The University of South Alabama took a glancing blow and was spared significant structural damage to buildings, but a large number of trees were toppled and branches broken. Debris was scattered across campus needing to be cleaned up, so the University’s student-athlete advisory committee jumped into action.
“At South Alabama, our student-athletes have responsibilities to more than just themselves and their sport, but also their community,” said Jinni Frisbey, USA associate athletic director.
The student-athlete advisory committee is an NCAA sponsored organization. There are 38 members on South’s committee, nominated by their coaching staffs. One of its goals is organizing community service efforts.
“We have a number of events we try and do every year, but obviously Hurricane Sally was an unexpected disaster and we wanted to do a very small part in getting our campus back looking great again,” said Mikel Kosich, director of men’s basketball operations.

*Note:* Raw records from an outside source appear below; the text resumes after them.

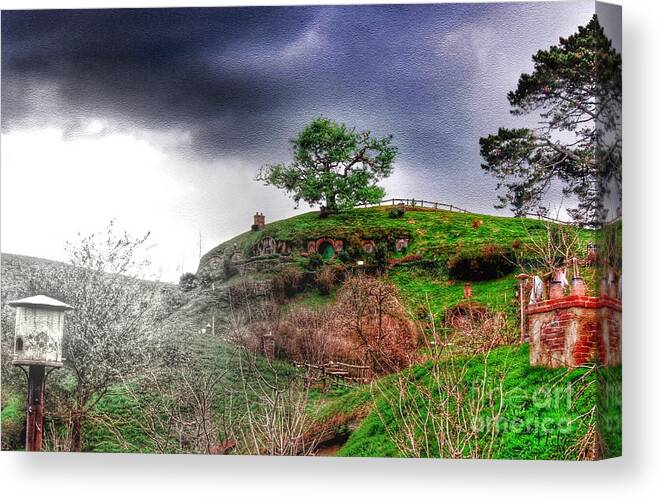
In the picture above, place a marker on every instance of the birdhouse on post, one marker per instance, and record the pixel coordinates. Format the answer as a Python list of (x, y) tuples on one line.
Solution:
[(37, 345)]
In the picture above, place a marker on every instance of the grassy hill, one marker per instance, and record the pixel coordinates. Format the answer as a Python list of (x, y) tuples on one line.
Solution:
[(362, 415), (432, 232)]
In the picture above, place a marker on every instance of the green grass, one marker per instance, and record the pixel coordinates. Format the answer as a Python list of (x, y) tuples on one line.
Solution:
[(539, 418), (211, 355), (12, 418), (417, 287)]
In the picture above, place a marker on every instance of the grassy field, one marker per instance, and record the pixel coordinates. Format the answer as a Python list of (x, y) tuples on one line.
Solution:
[(363, 412), (540, 419)]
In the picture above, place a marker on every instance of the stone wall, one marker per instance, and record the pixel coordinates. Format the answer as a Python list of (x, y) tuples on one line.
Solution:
[(574, 330)]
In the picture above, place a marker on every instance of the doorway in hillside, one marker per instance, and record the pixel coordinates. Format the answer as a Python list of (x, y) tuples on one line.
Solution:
[(326, 250)]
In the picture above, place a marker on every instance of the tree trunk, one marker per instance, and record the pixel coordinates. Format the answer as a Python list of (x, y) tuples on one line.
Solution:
[(331, 206), (77, 430)]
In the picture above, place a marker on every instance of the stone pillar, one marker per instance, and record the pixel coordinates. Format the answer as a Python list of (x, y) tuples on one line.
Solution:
[(575, 330)]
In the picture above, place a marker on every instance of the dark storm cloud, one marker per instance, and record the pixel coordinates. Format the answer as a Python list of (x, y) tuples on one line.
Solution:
[(241, 81)]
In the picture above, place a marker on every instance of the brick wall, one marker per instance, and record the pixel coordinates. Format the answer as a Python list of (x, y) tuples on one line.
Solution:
[(574, 330)]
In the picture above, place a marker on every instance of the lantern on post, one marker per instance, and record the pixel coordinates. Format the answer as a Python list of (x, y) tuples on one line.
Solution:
[(523, 279), (37, 346)]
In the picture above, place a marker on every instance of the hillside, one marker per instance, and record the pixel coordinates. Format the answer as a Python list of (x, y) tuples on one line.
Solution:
[(432, 232)]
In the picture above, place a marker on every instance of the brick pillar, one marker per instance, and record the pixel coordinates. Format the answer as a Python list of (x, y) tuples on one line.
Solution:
[(578, 286), (259, 221), (555, 290)]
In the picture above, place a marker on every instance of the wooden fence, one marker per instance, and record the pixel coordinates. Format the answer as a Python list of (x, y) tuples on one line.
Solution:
[(337, 373), (437, 205)]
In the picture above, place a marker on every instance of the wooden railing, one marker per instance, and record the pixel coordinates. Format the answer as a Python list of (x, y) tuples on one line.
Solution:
[(412, 202), (437, 205)]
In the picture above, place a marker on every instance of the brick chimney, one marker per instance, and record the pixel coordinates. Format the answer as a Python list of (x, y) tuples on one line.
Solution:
[(258, 221)]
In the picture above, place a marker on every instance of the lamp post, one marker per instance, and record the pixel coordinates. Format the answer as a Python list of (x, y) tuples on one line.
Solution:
[(523, 278), (37, 346)]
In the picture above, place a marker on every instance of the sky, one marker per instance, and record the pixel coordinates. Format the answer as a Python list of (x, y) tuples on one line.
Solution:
[(160, 118)]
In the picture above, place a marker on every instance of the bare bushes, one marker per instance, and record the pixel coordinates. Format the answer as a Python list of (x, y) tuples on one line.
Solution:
[(366, 325), (449, 409), (476, 330), (369, 315)]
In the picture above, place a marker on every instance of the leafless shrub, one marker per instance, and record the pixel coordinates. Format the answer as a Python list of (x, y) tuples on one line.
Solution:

Kosich added, the Jags had the third most community service hours in the nation among division-I men’s basketball teams last year.
While the basketball team cleaned up around the Mitchell Center, the Jaguar softball team spread out from campus all the way to hard hit Gulf Shores.
"As a team, we were in a position where we could get into the community and try to help but to be honest, we were a few among many, said Becky Clark, head softball coach. "It was awesome to see all the neighbors helping neighbors and, in some instances, people helping others they had never even met before. I am proud of our team and all of the other student-athletes who got out and helped because I think it is our responsibility to jump in when needed."
The storm forced the volleyball team to cancel matches. Once that happened, they immediately turned their focus toward lending a helping hand.
“There is so much going on in the world right now that the best we can do for ourselves and others is to be good people and that’s what I saw this past weekend," said Alexis Meeks-Rydell, head volleyball coach. “Seeing my kids become great people makes me prouder than seeing them become great volleyball players.”
For some like Carly Doros, a freshman from Michigan, Hurricane Sally was not only an eye opener, but satisfying to know she and her teammates made a difference .
“When we got to the first house, the amount of debris was insane. I didn't expect that many branches, and I definitely didn't expect how big some of them ended up being,” she said. “I think knowing that people in our community needed help, and we were able to lend a hand was motivation enough."